15

20 4 0
                                    


***

"Sepertinya kau sudah ingat sesuatu,"

Deg.

Mika menaikkan arah matanya ke seseorang di depannya. Dia terpaku dengan mata kecoklatan itu. Tapi hanya beberapa detik dia mengalihkan matanya ke arah lain lagi karena merasa tak berani dengan tatapan mata yang sedikit tajam.

"A.. apa maksudmu?" Tanya Mika sedikit terbata.

"Hmm.. kau tahu pasti apa yang sedang ku maksudkan," Balas lelaki tersebut dengan nada suara yang sedikit bass.

"Me.. memangnya jika aku tahu kau ingin apa?!" Mika berucap dengan sedikit ketus.

"Kenapa teman ku bisa babak belur seperti itu, apa kalian yang memukulinya?" Tanya lelaki itu to the point.

Mimik wajah dan ucapannya mendadak berubah menjadi lebih serius. Tatapan matanya juga semakin tajam, membuat gadis yang tengah di tatapnya itu menjadi sedikit merasa takut.

"Teman? Bu.. bukankah dia Tuanmu? Waktu itu-"
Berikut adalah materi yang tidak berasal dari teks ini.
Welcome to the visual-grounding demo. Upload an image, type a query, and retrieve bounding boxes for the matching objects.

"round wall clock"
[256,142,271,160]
"Itu tak penting, yang terpenting sekarang adalah kau menjawabnya sekarang." Ucap lelaki itu,  memotong ucapan Mika tanpa permisi.

"I.. itu.. aku..," Mika tak melanjutkan ucapannya, membuat lelaki yang bernama Luke itu sedikit mengernyitkan dahinya karena ucapan Mika yang menggantung.

Tak kunjung menjawab, Luke mengangkat tangan kanannya yang sebelumnya bersedekap. Jari telunjuknya mengetok-ngetok meja didepannya untuk menyadarkan Mika yang tengah melamun.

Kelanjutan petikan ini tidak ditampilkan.